Mais les motifs puisés dans le sentiment sont peut-être plus puissants encore. Lorsque les colonnes n’ont point de base, l’imagination, les prolongeant par en bas, leur prête plus de hauteur sans leur prêter moins de force ; elles ressemblent alors véritablement à des arbres, de telle sorte que l’édifice prend racine avec elles dans les profondeurs du sol. Avec une base, la colonne paraît posée ; sans base, elle paraît plantée. Rien de plus saisissant que l’effet produit par le vaisseau gothique de Saint-Ouen, église abbatiale bâtie à Rouen au xive siècle. Les piliers de cette belle nef, qui n’ont aucun épatement à leur naissance, s’élancent à une hauteur surprenante, en surgissant du pavé, comme si l’église où l’on se trouve n’était que la continuation d’une autre église souterraine. Ces piliers superbes font penser au chêne du fabuliste, à ce chêne dont la tête au ciel est voisine, et dont les pieds invisibles touchent à l’empire des morts… Mais où l’on éprouve une impression analogue d’une manière vraiment héroïque, c’est à Athènes lorsqu’on voit pour la première fois le Parthénon. Porté sur des colonnes sans base, ce temple auguste semble avoir émergé tout construit des entrailles de l’Acropole, de même que Minerve était sortie tout armée du cerveau de Jupiter.

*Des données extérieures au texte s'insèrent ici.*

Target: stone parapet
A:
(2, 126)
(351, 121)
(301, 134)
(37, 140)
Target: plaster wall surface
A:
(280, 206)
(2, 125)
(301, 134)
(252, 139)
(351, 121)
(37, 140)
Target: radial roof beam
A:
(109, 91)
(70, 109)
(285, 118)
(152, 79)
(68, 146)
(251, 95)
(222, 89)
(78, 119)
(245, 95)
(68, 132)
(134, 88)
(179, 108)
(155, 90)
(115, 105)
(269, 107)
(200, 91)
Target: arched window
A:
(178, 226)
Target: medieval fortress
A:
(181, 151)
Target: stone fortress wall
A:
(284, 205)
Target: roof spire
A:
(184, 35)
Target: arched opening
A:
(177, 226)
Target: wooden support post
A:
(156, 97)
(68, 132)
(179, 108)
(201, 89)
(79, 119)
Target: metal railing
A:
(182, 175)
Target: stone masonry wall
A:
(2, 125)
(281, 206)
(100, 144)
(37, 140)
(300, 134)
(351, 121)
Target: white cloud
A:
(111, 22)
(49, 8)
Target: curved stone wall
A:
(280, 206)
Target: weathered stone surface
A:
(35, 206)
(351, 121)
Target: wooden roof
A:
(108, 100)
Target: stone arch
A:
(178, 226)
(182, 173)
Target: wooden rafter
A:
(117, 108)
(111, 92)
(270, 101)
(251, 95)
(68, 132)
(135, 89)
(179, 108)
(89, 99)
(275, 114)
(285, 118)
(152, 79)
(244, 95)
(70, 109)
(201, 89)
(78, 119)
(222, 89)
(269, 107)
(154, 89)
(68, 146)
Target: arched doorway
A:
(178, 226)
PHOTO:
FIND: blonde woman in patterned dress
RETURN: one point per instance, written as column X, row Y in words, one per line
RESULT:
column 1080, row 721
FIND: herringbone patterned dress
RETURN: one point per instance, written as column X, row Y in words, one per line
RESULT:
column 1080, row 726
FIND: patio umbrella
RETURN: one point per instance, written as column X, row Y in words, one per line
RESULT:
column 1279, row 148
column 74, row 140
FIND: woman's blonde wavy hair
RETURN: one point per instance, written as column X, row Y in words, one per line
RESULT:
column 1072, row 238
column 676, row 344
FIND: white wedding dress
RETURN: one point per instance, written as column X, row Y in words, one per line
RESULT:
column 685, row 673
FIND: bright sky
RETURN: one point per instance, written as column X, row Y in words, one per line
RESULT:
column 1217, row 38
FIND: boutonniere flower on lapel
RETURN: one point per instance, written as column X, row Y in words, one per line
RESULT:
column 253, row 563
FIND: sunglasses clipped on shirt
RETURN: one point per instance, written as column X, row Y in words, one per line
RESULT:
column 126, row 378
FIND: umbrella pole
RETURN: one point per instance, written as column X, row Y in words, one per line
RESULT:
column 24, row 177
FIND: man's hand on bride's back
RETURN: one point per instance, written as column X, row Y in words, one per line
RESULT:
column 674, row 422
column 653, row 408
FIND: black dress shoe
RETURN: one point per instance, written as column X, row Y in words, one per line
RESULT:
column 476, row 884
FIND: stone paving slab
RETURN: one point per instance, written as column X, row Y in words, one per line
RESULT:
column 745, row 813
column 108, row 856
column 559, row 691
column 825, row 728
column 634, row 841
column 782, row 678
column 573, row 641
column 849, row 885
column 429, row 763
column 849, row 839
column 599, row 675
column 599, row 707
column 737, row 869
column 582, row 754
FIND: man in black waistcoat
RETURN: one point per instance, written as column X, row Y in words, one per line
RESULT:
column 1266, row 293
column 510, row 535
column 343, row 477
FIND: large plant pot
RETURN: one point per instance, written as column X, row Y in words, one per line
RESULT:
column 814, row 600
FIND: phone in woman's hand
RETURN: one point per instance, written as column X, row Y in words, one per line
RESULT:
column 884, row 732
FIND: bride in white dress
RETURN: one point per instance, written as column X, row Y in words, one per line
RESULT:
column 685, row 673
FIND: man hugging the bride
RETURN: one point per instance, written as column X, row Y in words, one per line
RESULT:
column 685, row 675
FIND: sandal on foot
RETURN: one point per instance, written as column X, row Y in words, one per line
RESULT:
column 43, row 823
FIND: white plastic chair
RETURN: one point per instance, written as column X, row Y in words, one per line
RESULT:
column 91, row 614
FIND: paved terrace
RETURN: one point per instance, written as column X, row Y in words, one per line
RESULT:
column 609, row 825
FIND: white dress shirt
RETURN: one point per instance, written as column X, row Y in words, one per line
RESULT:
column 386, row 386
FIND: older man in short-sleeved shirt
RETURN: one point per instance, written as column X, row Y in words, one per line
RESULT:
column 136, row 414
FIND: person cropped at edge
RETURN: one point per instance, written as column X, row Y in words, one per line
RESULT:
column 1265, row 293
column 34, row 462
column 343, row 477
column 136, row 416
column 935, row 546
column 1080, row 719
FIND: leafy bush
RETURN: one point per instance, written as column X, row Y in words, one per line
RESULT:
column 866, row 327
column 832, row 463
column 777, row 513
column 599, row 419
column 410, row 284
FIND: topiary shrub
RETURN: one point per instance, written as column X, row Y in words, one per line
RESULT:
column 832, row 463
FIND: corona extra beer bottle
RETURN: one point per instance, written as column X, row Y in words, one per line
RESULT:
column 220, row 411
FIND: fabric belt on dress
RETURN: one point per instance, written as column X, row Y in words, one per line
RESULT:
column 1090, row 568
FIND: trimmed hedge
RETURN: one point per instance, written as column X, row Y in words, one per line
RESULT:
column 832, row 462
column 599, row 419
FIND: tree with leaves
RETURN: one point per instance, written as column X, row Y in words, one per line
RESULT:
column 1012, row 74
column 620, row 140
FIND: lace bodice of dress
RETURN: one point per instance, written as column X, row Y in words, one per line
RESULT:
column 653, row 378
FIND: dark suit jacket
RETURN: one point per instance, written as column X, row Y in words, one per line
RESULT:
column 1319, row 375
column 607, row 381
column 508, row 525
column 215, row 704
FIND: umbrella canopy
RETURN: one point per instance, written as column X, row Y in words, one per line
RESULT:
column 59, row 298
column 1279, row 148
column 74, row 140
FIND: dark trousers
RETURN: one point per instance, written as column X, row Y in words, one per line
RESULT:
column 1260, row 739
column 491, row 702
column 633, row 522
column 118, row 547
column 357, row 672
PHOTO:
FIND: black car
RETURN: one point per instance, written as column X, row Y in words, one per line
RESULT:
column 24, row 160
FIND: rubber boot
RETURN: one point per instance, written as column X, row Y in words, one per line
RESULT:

Cependant les Grecs eux-mêmes, ces artistes par excellence, ont admis la base dans certains genres de colonnes, ainsi que nous le verrons au sujet des ordres. Mais loin de la considérer comme un élément indispensable, ils l’ont employée comme un moyen de diversifier les caractères de leur éloquence, et souvent ils ont omis la base, même en employant les modes d’architecture où l’avaient introduite le besoin de la variété et la tyrannie de l’usage, ainsi que nous l’avons remarqué à Athènes, dans les colonnes de la Tour des Vents. Il reste donc établi que le fût et le chapiteau sont les deux seules parties essentielles de la colonne, quand elle fait support.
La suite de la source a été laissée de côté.